Webb’s policy challenges
The achievement may seem modest, but September 2013 marks 40 months since Steve Webb became pensions minister, a junior post within the UK’s Department for Work and Pensions, but one with far-reaching influence over the design, structure and, by extension, asset allocation of occupational pensions in UK.
Webb is already, by far, the longest-serving pensions minister since the post was created in the 1980s; the previous labour government, which reshuffled ministers on a near annual basis, largely used the position as a staging post for higher ministerial office. Given the complexity of pensions policy, incumbents had to spend several months just to master the brief, only to move on shortly after they had grasped it. Webb, by contrast, was previously the Liberal Democrat pensions spokesman, so had mastered the brief before he was appointed.
The minister now enjoys the respect and confidence of a large part of the UK occupational pensions industry. From flat-rate pensions, to defined ambition, DC account consolidation and DB funding, pensions policy under the coalition has been a mix of the visionary and the resolutely practical, even if not everything has worked.
Shortly after his appointment, Webb’s decision to allow private sector defined benefit schemes to index benefits against consumer price inflation, rather than the (usually higher) retail price inflation rate, proved controversial and much more complex to achieve than the minister had anticipated.
Also on the defined benefit side, the decision this year to change the statutory objective of The Pensions Regulator “to support scheme funding arrangements that are compatible with sustainable growth for the sponsoring employer” has been widely praised and gets to the nub of the DB funding dilemma.
If TPR is too demanding on employers in terms pension funding, more assets will be channelled away from productive investment in the real economy and more schemes could end up in the Pension Protection Fund (PPF).
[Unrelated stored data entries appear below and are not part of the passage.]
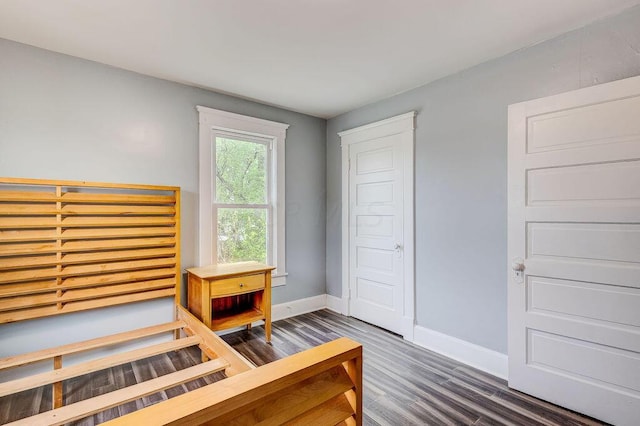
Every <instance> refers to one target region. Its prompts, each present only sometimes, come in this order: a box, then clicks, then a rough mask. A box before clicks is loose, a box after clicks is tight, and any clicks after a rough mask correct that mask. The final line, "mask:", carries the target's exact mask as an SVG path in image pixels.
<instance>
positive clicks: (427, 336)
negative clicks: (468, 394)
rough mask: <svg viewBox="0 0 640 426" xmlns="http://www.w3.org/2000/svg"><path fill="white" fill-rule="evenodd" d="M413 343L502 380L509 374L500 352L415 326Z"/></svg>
mask: <svg viewBox="0 0 640 426" xmlns="http://www.w3.org/2000/svg"><path fill="white" fill-rule="evenodd" d="M413 338H414V340H413V343H415V344H416V345H419V346H422V347H423V348H426V349H429V350H431V351H434V352H437V353H439V354H441V355H444V356H447V357H449V358H452V359H455V360H456V361H460V362H462V363H464V364H467V365H470V366H472V367H475V368H477V369H478V370H482V371H485V372H487V373H489V374H493V375H494V376H498V377H500V378H502V379H507V376H508V373H509V363H508V357H507V355H505V354H502V353H500V352H496V351H493V350H491V349H487V348H485V347H482V346H478V345H475V344H473V343H469V342H467V341H465V340H461V339H458V338H456V337H452V336H449V335H447V334H443V333H440V332H437V331H435V330H431V329H428V328H426V327H421V326H419V325H416V326H415V328H414V335H413Z"/></svg>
If it is too weak on scheme funding then it risks allowing schemes to remain structurally weak and a threat to the PPF in the event of sponsor insolvency.
At a time of anaemic economic recovery, getting this balance right is critical and the fact that this policy was announced in the 2013 budget indicates how seriously the government wants the industry to take it. Anything less than a statutory change might have been dismissed as lacking in serious intention.
But details are vague on what this policy means in practical terms, just as information is also sketchy on what TPR means when it advocates of “integrated risk management” in this year’s DB Funding Statement. The Dutch regulator exercised real pressure on pension funds to increase their risk management capabilities in the aftermath of the 2008 crash, which led to initiatives to improve pension fund governance and even to consolidation within the sector. But it is unlikely that TPR will take the same hands-on approach.
Webb’s rhetoric on ‘defined ambition’ pensions has been inspired by fact-finding visits to countries like Denmark and the Netherlands. But defined ambition looks like somewhere the industry might have gone if it had been implemented early in the last decade and the policy has been mostly talk, not least because the concept is so vague. No doubt, there will be a few takers, which will save ministerial and official face and Webb’s vision, at least, should be praised.
This autumn’s party conference season will focus attention on the next general election, less than two years away, and the current prime minister is reported to be already preparing for the eventuality of another Conservative-Liberal Democrat coalition. In that event, one of the most radical and welcome decisions would be to leave Webb in place to finish off some of what he has started.